Help is on the way. Parbo explains that a law proposal is currently being discussed to "deprioritise" local CHP and make it part of the open market. "CHP on the electricity market will mean that the plant owners can enter the spot market, the regulation market and the reserve market, which Eltra will be pleased about, improving competition in these markets," says Parbo. The proposal is scheduled to be handled in parliament in the spring.
This is music to the ears of DV-Energi. "Our hope is to get more suppliers in the market, so it's not just Elsam," says Nils DuPont of the company, referring to the main, near-monopoly power company in Eltra's area. "This will make it cheaper and easier to use the real market and not the balancing market."

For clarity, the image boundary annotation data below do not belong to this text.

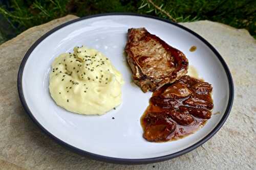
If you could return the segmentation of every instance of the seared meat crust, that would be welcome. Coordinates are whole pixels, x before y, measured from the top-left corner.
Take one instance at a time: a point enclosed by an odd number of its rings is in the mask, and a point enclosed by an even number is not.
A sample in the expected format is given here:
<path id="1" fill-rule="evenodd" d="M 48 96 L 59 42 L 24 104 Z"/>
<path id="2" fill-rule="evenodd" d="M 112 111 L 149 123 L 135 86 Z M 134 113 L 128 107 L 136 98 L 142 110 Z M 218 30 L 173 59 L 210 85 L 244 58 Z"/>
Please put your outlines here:
<path id="1" fill-rule="evenodd" d="M 128 30 L 125 50 L 134 82 L 144 92 L 155 91 L 187 72 L 185 55 L 145 28 Z"/>

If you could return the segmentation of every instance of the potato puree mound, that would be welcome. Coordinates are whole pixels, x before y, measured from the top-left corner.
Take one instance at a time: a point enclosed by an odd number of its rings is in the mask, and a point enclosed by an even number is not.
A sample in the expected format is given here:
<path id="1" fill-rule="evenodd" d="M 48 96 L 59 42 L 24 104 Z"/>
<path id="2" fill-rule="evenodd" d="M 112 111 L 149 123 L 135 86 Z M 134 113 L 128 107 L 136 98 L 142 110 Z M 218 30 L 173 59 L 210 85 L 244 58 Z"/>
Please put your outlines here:
<path id="1" fill-rule="evenodd" d="M 121 102 L 121 74 L 100 52 L 84 46 L 52 64 L 49 89 L 56 103 L 80 114 L 102 114 Z"/>

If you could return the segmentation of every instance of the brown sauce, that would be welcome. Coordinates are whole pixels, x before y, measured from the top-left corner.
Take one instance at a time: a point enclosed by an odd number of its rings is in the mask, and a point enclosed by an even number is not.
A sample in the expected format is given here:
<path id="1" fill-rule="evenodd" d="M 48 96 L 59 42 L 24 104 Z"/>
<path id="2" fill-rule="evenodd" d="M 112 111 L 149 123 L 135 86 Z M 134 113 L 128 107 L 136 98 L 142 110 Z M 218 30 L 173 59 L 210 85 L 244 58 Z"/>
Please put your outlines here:
<path id="1" fill-rule="evenodd" d="M 211 85 L 184 76 L 153 93 L 141 118 L 143 137 L 152 142 L 177 140 L 203 127 L 211 115 Z"/>
<path id="2" fill-rule="evenodd" d="M 189 49 L 189 51 L 190 52 L 195 52 L 196 50 L 197 50 L 197 46 L 195 46 L 195 45 L 193 45 Z"/>

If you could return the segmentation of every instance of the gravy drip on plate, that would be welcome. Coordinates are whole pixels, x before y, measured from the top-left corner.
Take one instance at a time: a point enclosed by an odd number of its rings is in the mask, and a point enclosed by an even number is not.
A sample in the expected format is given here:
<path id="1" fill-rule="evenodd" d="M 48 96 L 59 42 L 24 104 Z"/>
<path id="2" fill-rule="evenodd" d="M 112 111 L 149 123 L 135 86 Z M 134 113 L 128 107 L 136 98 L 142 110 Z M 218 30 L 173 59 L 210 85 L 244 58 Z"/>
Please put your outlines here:
<path id="1" fill-rule="evenodd" d="M 151 142 L 177 140 L 203 127 L 211 115 L 211 85 L 183 76 L 154 92 L 141 118 L 143 137 Z"/>

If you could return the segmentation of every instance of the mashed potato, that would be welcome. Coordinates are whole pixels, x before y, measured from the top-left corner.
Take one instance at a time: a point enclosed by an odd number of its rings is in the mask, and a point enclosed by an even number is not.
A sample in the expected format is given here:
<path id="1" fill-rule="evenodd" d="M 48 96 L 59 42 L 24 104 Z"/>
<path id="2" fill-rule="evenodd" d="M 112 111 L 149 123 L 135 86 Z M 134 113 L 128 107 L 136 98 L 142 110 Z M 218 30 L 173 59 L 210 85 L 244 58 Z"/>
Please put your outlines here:
<path id="1" fill-rule="evenodd" d="M 100 52 L 75 47 L 52 64 L 49 89 L 56 103 L 73 112 L 102 114 L 121 102 L 122 75 Z"/>

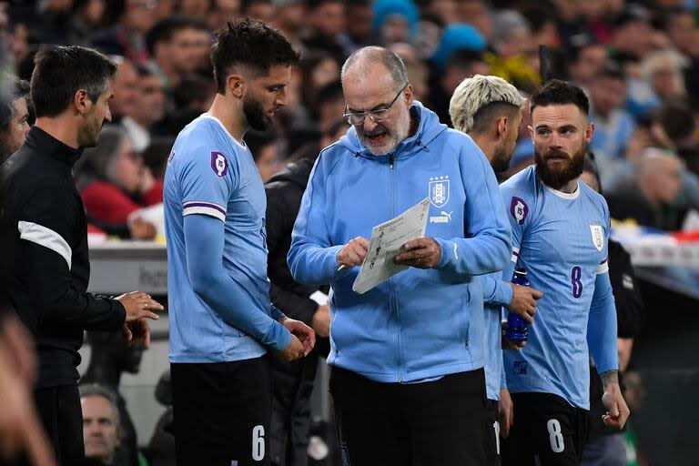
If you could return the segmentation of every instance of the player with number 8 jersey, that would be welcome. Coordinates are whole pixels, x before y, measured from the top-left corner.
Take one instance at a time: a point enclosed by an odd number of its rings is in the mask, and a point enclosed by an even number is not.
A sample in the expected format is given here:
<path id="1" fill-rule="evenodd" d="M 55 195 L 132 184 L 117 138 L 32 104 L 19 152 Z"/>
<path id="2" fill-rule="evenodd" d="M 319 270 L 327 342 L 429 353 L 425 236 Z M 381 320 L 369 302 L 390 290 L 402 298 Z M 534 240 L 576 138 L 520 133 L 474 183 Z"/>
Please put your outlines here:
<path id="1" fill-rule="evenodd" d="M 527 345 L 504 351 L 514 425 L 502 464 L 578 464 L 587 439 L 589 357 L 605 384 L 606 421 L 621 428 L 628 413 L 616 370 L 616 309 L 607 266 L 606 201 L 578 181 L 593 125 L 582 91 L 552 81 L 532 97 L 535 166 L 501 186 L 512 228 L 515 265 L 543 297 Z M 604 399 L 603 399 L 604 400 Z"/>

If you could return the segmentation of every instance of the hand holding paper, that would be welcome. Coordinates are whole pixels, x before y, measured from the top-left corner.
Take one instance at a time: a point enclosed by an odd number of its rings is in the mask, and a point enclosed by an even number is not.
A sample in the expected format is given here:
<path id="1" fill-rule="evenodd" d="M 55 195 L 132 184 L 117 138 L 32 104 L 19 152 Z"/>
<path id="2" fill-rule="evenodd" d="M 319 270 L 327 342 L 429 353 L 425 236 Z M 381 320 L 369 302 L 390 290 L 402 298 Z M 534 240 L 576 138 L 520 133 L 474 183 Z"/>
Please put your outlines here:
<path id="1" fill-rule="evenodd" d="M 371 229 L 371 240 L 367 255 L 362 262 L 361 270 L 352 285 L 355 292 L 364 294 L 416 262 L 417 258 L 414 254 L 416 251 L 421 252 L 424 248 L 422 245 L 427 244 L 422 240 L 417 243 L 420 245 L 419 248 L 407 253 L 410 254 L 410 257 L 405 263 L 397 263 L 395 258 L 399 253 L 403 253 L 401 250 L 403 245 L 425 236 L 429 210 L 430 199 L 425 198 L 395 218 L 377 225 Z M 434 240 L 431 239 L 431 241 Z M 437 248 L 439 248 L 439 245 Z"/>

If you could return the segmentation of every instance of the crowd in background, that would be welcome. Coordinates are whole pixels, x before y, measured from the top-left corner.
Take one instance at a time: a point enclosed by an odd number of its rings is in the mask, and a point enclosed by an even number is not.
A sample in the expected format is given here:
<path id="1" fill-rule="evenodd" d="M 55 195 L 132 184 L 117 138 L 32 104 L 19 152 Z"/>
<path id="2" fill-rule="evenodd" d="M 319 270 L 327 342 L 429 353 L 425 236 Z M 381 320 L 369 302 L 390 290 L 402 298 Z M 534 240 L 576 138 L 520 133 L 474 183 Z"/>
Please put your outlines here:
<path id="1" fill-rule="evenodd" d="M 157 227 L 135 213 L 162 202 L 174 138 L 216 93 L 212 31 L 244 16 L 275 25 L 302 53 L 274 130 L 246 136 L 263 180 L 289 161 L 315 158 L 344 134 L 340 66 L 359 47 L 381 45 L 404 60 L 415 97 L 444 123 L 463 78 L 500 76 L 526 96 L 542 84 L 544 56 L 545 77 L 570 79 L 590 96 L 591 150 L 613 218 L 676 230 L 699 208 L 699 9 L 692 0 L 0 1 L 5 66 L 20 78 L 31 77 L 46 44 L 92 46 L 117 63 L 111 123 L 75 173 L 93 232 L 157 238 Z M 532 161 L 528 116 L 525 109 L 501 178 Z"/>
<path id="2" fill-rule="evenodd" d="M 403 58 L 415 96 L 449 122 L 449 99 L 474 74 L 526 96 L 570 79 L 592 101 L 596 156 L 612 215 L 662 229 L 699 205 L 699 27 L 694 2 L 564 0 L 45 0 L 0 2 L 8 65 L 25 79 L 46 44 L 93 46 L 118 63 L 109 137 L 76 168 L 93 228 L 153 238 L 131 215 L 157 204 L 174 137 L 216 92 L 212 31 L 243 16 L 280 29 L 302 51 L 276 128 L 247 142 L 264 180 L 343 134 L 341 64 L 381 45 Z M 532 147 L 522 123 L 512 170 Z"/>

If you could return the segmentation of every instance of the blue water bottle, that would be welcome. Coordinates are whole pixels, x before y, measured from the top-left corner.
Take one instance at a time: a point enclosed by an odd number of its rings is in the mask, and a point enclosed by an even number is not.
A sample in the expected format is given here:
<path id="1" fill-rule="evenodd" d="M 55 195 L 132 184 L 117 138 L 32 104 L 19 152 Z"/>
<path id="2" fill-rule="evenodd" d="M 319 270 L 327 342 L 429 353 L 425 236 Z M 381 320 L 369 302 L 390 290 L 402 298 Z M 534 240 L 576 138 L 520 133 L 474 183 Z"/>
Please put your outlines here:
<path id="1" fill-rule="evenodd" d="M 527 279 L 527 271 L 523 268 L 514 270 L 512 283 L 522 287 L 531 287 L 532 284 Z M 529 338 L 529 324 L 521 316 L 514 312 L 509 312 L 507 315 L 507 339 L 515 343 L 526 341 Z"/>

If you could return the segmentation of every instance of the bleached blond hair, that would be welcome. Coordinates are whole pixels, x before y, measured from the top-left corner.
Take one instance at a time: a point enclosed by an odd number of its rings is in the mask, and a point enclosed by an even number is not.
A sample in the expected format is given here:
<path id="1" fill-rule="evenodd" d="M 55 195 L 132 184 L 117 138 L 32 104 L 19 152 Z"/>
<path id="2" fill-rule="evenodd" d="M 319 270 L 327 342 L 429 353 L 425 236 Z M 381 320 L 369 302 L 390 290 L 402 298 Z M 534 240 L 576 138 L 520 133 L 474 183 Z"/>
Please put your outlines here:
<path id="1" fill-rule="evenodd" d="M 491 104 L 509 104 L 522 108 L 524 98 L 517 87 L 501 77 L 476 75 L 461 81 L 449 102 L 449 115 L 454 128 L 464 133 L 473 131 L 476 114 Z"/>

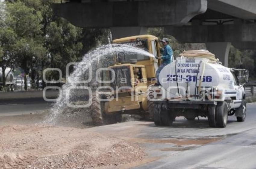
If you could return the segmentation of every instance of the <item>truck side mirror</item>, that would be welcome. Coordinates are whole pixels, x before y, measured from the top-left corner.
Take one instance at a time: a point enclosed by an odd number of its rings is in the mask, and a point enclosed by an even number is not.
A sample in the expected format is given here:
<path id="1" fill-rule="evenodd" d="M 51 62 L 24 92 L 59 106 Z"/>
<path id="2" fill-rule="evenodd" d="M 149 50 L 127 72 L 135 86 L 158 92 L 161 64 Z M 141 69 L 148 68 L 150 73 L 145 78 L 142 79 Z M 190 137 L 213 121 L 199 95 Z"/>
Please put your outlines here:
<path id="1" fill-rule="evenodd" d="M 236 74 L 236 76 L 239 83 L 244 85 L 249 82 L 249 71 L 248 70 L 239 71 Z"/>
<path id="2" fill-rule="evenodd" d="M 245 82 L 248 83 L 249 82 L 249 71 L 248 70 L 245 70 L 244 76 Z"/>

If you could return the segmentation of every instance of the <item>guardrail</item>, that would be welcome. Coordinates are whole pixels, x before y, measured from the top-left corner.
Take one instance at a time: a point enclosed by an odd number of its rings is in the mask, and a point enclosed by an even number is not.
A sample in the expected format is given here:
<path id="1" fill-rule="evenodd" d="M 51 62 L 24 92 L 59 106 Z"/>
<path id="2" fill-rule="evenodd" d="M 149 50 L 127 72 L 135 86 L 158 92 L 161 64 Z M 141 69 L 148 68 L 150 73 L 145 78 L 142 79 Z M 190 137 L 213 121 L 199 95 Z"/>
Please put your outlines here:
<path id="1" fill-rule="evenodd" d="M 245 90 L 246 96 L 251 96 L 256 95 L 256 86 L 245 86 Z"/>

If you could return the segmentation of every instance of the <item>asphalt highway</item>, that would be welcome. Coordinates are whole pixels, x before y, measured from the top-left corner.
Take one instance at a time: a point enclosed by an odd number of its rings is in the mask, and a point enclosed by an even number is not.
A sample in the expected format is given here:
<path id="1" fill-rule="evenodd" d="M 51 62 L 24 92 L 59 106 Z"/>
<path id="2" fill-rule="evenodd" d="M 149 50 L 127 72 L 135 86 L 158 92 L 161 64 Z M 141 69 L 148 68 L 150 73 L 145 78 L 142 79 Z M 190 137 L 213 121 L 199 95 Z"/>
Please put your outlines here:
<path id="1" fill-rule="evenodd" d="M 25 114 L 46 110 L 50 108 L 53 103 L 42 98 L 0 100 L 0 116 Z"/>
<path id="2" fill-rule="evenodd" d="M 45 110 L 52 103 L 39 99 L 2 100 L 0 116 Z M 256 168 L 255 103 L 248 104 L 245 122 L 229 116 L 225 128 L 209 127 L 206 118 L 191 121 L 180 117 L 169 127 L 132 121 L 85 129 L 138 144 L 148 155 L 121 168 Z"/>
<path id="3" fill-rule="evenodd" d="M 245 121 L 229 116 L 225 128 L 212 128 L 207 119 L 179 117 L 170 127 L 130 122 L 90 129 L 115 134 L 139 144 L 148 156 L 124 167 L 139 168 L 256 168 L 256 104 L 249 104 Z"/>

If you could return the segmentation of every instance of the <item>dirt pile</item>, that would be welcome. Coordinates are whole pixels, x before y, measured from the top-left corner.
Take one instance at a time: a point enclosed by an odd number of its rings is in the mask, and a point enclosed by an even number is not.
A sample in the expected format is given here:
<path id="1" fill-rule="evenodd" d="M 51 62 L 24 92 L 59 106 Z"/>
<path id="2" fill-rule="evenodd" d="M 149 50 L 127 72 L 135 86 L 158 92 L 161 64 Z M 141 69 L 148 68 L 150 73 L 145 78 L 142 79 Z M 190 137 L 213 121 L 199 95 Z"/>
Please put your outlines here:
<path id="1" fill-rule="evenodd" d="M 86 129 L 43 125 L 0 128 L 0 168 L 87 168 L 143 159 L 137 145 Z"/>

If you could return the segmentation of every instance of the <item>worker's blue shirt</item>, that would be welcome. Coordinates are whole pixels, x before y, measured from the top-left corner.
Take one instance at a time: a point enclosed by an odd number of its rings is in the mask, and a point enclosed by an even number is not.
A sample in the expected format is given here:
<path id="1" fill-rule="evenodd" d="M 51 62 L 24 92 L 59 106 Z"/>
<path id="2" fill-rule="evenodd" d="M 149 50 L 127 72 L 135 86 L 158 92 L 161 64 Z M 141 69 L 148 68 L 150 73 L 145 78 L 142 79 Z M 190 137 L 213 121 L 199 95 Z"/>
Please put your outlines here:
<path id="1" fill-rule="evenodd" d="M 171 61 L 172 60 L 172 55 L 173 52 L 171 46 L 169 45 L 165 45 L 164 47 L 164 52 L 162 59 L 163 59 L 163 64 L 167 64 L 171 63 Z"/>

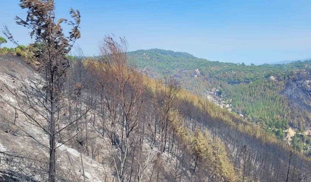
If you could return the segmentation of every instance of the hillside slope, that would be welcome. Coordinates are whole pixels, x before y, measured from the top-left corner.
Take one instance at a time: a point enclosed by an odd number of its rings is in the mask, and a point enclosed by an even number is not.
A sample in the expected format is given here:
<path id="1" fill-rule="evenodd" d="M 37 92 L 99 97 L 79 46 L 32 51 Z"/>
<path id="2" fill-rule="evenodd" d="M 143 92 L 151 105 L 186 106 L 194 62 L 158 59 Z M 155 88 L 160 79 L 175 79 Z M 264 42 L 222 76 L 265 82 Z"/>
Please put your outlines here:
<path id="1" fill-rule="evenodd" d="M 2 179 L 45 181 L 48 150 L 40 144 L 47 142 L 48 138 L 37 125 L 44 120 L 31 123 L 27 115 L 21 113 L 27 105 L 12 107 L 22 103 L 19 99 L 28 97 L 9 91 L 22 83 L 32 90 L 30 81 L 39 82 L 42 76 L 18 57 L 1 55 L 0 63 L 0 173 Z M 59 180 L 119 180 L 121 164 L 125 167 L 121 181 L 309 182 L 311 179 L 309 159 L 258 126 L 180 90 L 174 83 L 165 86 L 135 70 L 128 71 L 126 67 L 96 60 L 72 63 L 62 101 L 70 107 L 60 124 L 79 119 L 58 138 Z M 124 85 L 123 95 L 117 85 L 124 83 L 120 81 L 129 73 L 133 75 Z M 124 105 L 133 106 L 132 111 L 120 109 Z M 26 110 L 28 116 L 35 116 L 31 110 Z M 77 128 L 82 132 L 76 135 Z M 62 143 L 68 138 L 71 139 Z M 127 153 L 122 152 L 125 149 Z M 116 162 L 125 157 L 127 160 Z"/>
<path id="2" fill-rule="evenodd" d="M 150 76 L 173 77 L 183 88 L 261 125 L 281 139 L 285 138 L 290 127 L 297 133 L 309 133 L 310 60 L 246 66 L 158 49 L 128 54 L 134 64 Z M 296 136 L 298 149 L 311 155 L 311 136 Z"/>

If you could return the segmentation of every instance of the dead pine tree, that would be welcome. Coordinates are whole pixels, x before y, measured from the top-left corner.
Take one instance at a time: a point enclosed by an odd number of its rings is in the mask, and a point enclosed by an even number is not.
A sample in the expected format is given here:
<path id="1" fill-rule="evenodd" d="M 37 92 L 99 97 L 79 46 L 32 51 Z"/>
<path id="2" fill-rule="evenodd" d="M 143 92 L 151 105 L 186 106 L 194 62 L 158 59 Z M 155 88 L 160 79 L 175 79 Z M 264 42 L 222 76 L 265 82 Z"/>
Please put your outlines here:
<path id="1" fill-rule="evenodd" d="M 66 106 L 62 105 L 61 99 L 63 84 L 69 65 L 66 56 L 76 40 L 80 37 L 80 15 L 78 11 L 71 9 L 70 14 L 72 21 L 64 18 L 57 20 L 53 0 L 20 1 L 20 7 L 28 9 L 27 16 L 25 20 L 17 17 L 17 23 L 30 29 L 30 36 L 35 40 L 32 45 L 34 49 L 31 57 L 38 63 L 43 80 L 39 82 L 41 83 L 31 82 L 31 89 L 23 83 L 23 86 L 11 89 L 17 101 L 10 105 L 23 114 L 29 122 L 40 128 L 49 135 L 49 144 L 42 144 L 48 147 L 50 151 L 48 182 L 55 182 L 55 151 L 58 147 L 56 134 L 76 121 L 69 121 L 59 128 L 61 117 L 66 113 Z M 72 27 L 68 36 L 63 33 L 62 23 Z M 10 40 L 18 45 L 7 27 L 4 27 L 3 33 Z M 40 143 L 39 140 L 35 140 Z"/>

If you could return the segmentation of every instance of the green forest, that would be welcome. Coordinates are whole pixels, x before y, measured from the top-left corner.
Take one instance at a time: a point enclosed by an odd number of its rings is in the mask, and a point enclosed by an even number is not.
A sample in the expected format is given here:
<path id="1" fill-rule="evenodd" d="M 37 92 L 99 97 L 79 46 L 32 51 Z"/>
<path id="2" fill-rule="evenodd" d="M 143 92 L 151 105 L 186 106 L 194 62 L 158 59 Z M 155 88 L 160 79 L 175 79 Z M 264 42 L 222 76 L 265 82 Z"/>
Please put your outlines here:
<path id="1" fill-rule="evenodd" d="M 257 66 L 210 61 L 159 49 L 128 55 L 142 72 L 156 78 L 172 77 L 194 94 L 204 97 L 207 90 L 215 88 L 215 94 L 233 111 L 281 139 L 285 140 L 284 131 L 290 127 L 297 133 L 310 128 L 311 60 Z M 310 155 L 311 138 L 307 134 L 295 136 L 293 146 Z"/>

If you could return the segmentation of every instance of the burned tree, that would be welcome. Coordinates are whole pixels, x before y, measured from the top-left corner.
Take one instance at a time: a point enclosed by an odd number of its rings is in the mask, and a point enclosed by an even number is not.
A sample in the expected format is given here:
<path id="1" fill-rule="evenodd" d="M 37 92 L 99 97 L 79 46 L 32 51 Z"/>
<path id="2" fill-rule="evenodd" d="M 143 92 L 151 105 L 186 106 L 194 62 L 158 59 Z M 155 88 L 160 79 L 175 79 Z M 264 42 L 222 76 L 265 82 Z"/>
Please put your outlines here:
<path id="1" fill-rule="evenodd" d="M 48 135 L 47 145 L 26 133 L 50 150 L 49 182 L 55 181 L 55 151 L 56 135 L 66 129 L 77 119 L 61 124 L 62 117 L 66 115 L 67 106 L 63 101 L 63 84 L 69 66 L 66 56 L 77 39 L 80 37 L 79 30 L 80 15 L 78 11 L 70 11 L 73 21 L 64 18 L 57 20 L 53 0 L 20 0 L 20 7 L 28 9 L 25 20 L 17 17 L 17 23 L 30 30 L 30 36 L 35 42 L 32 47 L 31 58 L 39 65 L 43 79 L 30 81 L 30 83 L 20 81 L 14 89 L 4 87 L 15 96 L 15 101 L 7 102 L 11 106 L 22 114 L 27 121 L 42 130 Z M 68 36 L 65 36 L 62 23 L 72 26 Z M 3 33 L 8 38 L 18 45 L 5 26 Z M 5 99 L 2 98 L 3 101 Z M 62 144 L 67 141 L 63 141 Z"/>

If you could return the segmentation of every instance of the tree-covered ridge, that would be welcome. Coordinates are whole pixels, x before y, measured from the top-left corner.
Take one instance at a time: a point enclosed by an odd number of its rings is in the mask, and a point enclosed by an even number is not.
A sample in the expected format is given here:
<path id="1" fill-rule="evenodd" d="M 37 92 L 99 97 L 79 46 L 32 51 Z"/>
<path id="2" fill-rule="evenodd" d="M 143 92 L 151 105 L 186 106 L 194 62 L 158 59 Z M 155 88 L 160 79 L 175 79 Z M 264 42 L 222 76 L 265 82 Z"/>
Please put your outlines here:
<path id="1" fill-rule="evenodd" d="M 285 138 L 284 131 L 289 127 L 306 131 L 311 124 L 311 60 L 245 65 L 157 49 L 131 52 L 129 55 L 148 75 L 159 78 L 171 75 L 197 95 L 205 96 L 207 90 L 216 89 L 215 94 L 233 111 L 280 138 Z M 310 146 L 303 149 L 310 153 Z"/>

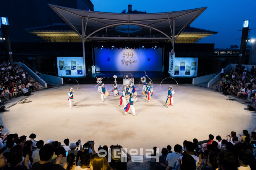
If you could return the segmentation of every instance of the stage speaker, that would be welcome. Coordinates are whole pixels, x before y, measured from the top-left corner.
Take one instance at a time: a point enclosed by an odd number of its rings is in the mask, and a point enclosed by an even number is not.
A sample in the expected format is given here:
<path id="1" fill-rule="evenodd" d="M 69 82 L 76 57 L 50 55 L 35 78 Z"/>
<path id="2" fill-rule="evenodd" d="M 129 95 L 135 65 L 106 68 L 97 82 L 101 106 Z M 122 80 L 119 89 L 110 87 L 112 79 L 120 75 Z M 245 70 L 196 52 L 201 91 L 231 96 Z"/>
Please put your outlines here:
<path id="1" fill-rule="evenodd" d="M 2 106 L 0 107 L 0 112 L 4 112 L 6 111 L 5 106 Z"/>
<path id="2" fill-rule="evenodd" d="M 251 111 L 254 111 L 255 110 L 254 108 L 252 106 L 251 106 L 251 105 L 247 105 L 247 108 L 249 109 L 249 110 L 250 110 Z"/>
<path id="3" fill-rule="evenodd" d="M 24 95 L 25 96 L 28 96 L 28 95 L 31 95 L 31 92 L 26 92 L 26 93 L 25 93 L 25 94 L 24 94 Z"/>

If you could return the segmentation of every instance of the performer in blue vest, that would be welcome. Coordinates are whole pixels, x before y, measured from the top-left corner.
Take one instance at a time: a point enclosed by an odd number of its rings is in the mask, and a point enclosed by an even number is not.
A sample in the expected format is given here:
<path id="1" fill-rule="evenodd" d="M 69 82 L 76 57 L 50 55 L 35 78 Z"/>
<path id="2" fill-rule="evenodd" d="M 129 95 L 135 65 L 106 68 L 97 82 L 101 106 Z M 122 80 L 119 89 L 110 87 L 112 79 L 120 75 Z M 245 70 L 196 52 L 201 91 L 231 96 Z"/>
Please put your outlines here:
<path id="1" fill-rule="evenodd" d="M 69 92 L 68 92 L 68 100 L 69 100 L 69 105 L 70 106 L 70 108 L 71 109 L 73 108 L 72 107 L 72 104 L 74 102 L 73 101 L 73 99 L 74 98 L 73 95 L 75 95 L 75 94 L 74 93 L 73 88 L 70 87 L 69 88 Z"/>
<path id="2" fill-rule="evenodd" d="M 141 78 L 141 82 L 143 83 L 143 87 L 142 88 L 142 91 L 144 91 L 144 90 L 146 89 L 146 87 L 147 87 L 147 81 L 146 80 L 146 78 L 144 76 L 143 78 Z"/>
<path id="3" fill-rule="evenodd" d="M 98 78 L 97 80 L 97 83 L 99 83 L 99 87 L 98 87 L 98 91 L 99 93 L 100 93 L 100 89 L 101 89 L 101 84 L 102 84 L 102 82 L 101 81 L 101 78 Z"/>
<path id="4" fill-rule="evenodd" d="M 152 81 L 149 81 L 149 84 L 150 84 L 150 93 L 151 96 L 152 97 L 153 95 L 153 83 Z"/>
<path id="5" fill-rule="evenodd" d="M 118 92 L 118 85 L 117 84 L 117 82 L 116 81 L 115 81 L 114 82 L 115 84 L 113 86 L 114 87 L 114 96 L 116 97 L 117 96 L 117 95 L 119 95 L 119 93 Z"/>
<path id="6" fill-rule="evenodd" d="M 146 88 L 146 101 L 147 102 L 150 102 L 150 92 L 151 88 L 150 87 L 150 84 L 147 84 L 147 86 Z"/>
<path id="7" fill-rule="evenodd" d="M 106 88 L 104 87 L 104 84 L 102 84 L 100 86 L 101 87 L 100 88 L 100 97 L 102 102 L 104 102 L 105 99 L 107 98 L 107 96 L 105 95 L 105 93 L 106 92 L 108 91 Z"/>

NordPool will introduce negative prices in March as another way to help the overflow problem. Potentially, this could mean that wind producers on the free market will be forced to pay for the surplus power they generate when the price dips under zero. Ideally, however, the price will never go negative because it will encourage fossil fuel-fired plant to shut off production at zero prices, instead of keeping it running like they do today. "The argument is then that it would move a lot of production to the real market and away from the balancing market. It's sheer economics," says DuPont.
Another main area where wind power producers criticise the current market are the bottlenecks on the lines in and out of Eltra's area. Eltra activates regulating power where it is the cheapest, provided the transmission capacity is adequate. And this is the crux of the matter.
"There's not enough space on the system for the normal market when it is really blowing," says Lauritsen. "The biggest problem in the current balancing market are the cable connections to Norway, Sweden and Germany. They are not optimal. Stronger interconnections would make it easier to balance the Danish market with hydro -- the fastest and cheapest standby reserve."
Lauritsen points out that balancing market costs of western Danish wind producers are double those of wind producers on Zealand, the big island of eastern Denmark which is not linked to the rest of Denmark, including Eltra's region. Part of the reason for the huge price difference is that western Denmark has 80% of the country's wind turbines. "But Zealand also has a good connection with Sweden, which helps to level things out," says Lauritsen.
A major power outage on Zealand and southern Sweden last summer has brought discussion of connecting the two Danish markets by cable to the forefront once again. There is also talk about bettering the connections from Eltra to Norway, Sweden and, particularly, to Germany.
Eltra is careful around the issue. Its 2003 System Report states: "Financially speaking, the optimum capacity is achieved if a certain congestion effect is maintained. The socio-economic advantages of an expansion will typically exceed the financial benefits to the company. The increased transit capacity can improve earnings for the power generators, as congestion will no longer force them to leave capacity unutilised. However, the power generators may also in some situations benefit from congestion as they often trigger a higher electricity price. Consumers will typically have to pay a lower price when the international interconnections allow for the cheapest electricity to be supplied."
Correction: Eltra did not save fuel costs on 400 MW of thermal generation on April 11, 2003, as stated in a caption to a series of figures, "Achieving a match on Eltra's system," in the December issue of Windpower Monthly. Only some of the generation the wind power replaced was thermal power. The remaining power was sent to Norway and Sweden, where it replaced hydro power, as the article above explains.